3. With the position-specific scoring matrix from RegulonDB (you can download it from footprintDB), using a p-value threshold of 0.0001.

Predicting binding sites in all promoters

How many binding sites and target genes do you obtain when you scan the whole set of promoters with p-value thresholds of respectively 0.001 and 0.0001.

Estimating the rate of false positives with a randomized motif

Compute the same statistics with a randomized version of your matrix, generated with permute-matrix.
How many binding sites and target genes do you obtain when you scan the whole set of promoters in the same conditions, but with a permuted version of the matrix?

Estimating the rate of false positives with random sequences

Use the tool random-seq to generate artificial sequences of the same length of the promoter set, and scan them with the TF binding motif, and the permuted matrix.

Evaluating the quality of a position-specific scoring matrix

In the exercise above, you performed different tasks to evaluate the capability of a TF binding motif (consensus, matrix) to predict binding sites.

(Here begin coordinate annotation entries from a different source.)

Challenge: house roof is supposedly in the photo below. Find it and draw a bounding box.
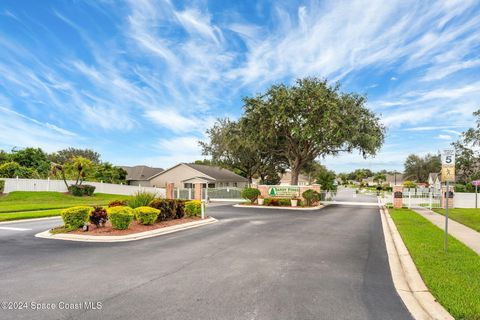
[121,166,164,181]
[149,162,248,182]
[184,163,248,182]
[280,171,310,183]
[428,172,439,182]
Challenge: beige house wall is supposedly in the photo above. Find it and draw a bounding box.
[150,164,208,188]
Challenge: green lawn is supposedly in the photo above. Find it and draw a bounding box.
[0,191,130,213]
[0,191,130,221]
[0,209,63,222]
[434,208,480,232]
[389,209,480,320]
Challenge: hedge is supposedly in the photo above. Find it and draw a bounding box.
[185,200,202,217]
[68,184,95,197]
[148,199,185,221]
[60,206,93,230]
[107,207,134,230]
[133,207,160,225]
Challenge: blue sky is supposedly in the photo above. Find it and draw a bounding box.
[0,0,480,171]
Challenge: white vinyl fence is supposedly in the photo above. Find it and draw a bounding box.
[0,178,166,198]
[379,189,480,209]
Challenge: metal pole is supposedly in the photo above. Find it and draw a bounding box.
[445,181,450,252]
[475,184,478,209]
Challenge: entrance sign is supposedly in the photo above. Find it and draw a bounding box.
[268,186,300,198]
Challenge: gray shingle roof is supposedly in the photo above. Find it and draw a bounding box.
[121,166,164,181]
[184,163,248,182]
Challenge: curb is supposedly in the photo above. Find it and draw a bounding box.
[35,217,218,242]
[380,207,454,320]
[0,215,62,224]
[233,204,325,211]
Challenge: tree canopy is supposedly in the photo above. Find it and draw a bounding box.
[242,78,385,185]
[404,153,442,182]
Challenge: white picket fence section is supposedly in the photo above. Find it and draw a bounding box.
[0,178,166,198]
[379,190,480,209]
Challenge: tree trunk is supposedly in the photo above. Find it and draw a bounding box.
[290,159,302,186]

This evaluation included two complementary parameters: the sensitivity (i.e. fraction of actual binding sites detected) and false posiive rate.

The program matrix-quality automatically runs a series of similar analyses to estimate the tradeoff between sensitivity and false posigive rate, by combining theoretical and empirical distributions of scores computed in various conditions:

scanning a positive sequence set (e.g. annotated sites);
scanning a negative set (e.g. random sequences, or biological sequences containing no site);
scanning the same datasets with permuted matrices.

In the left-side menu of RSAT, open the tool matrix-quality.
Conceive a way to test the quality of the TF binding matrix obtained from RegulonDB, based on the previous exercises.

Report

Collect the numbers of binding sites predicted in all the conditions above, and compute the derived statistics when possible: FPR, Sensitivity (see concept definitions for a definition of these statistics).

Summarize the most relevant results in a short paragraph, and draw your conclusions about the reliability of the different versions of the motif (consensus, matrix) to predict binding sites.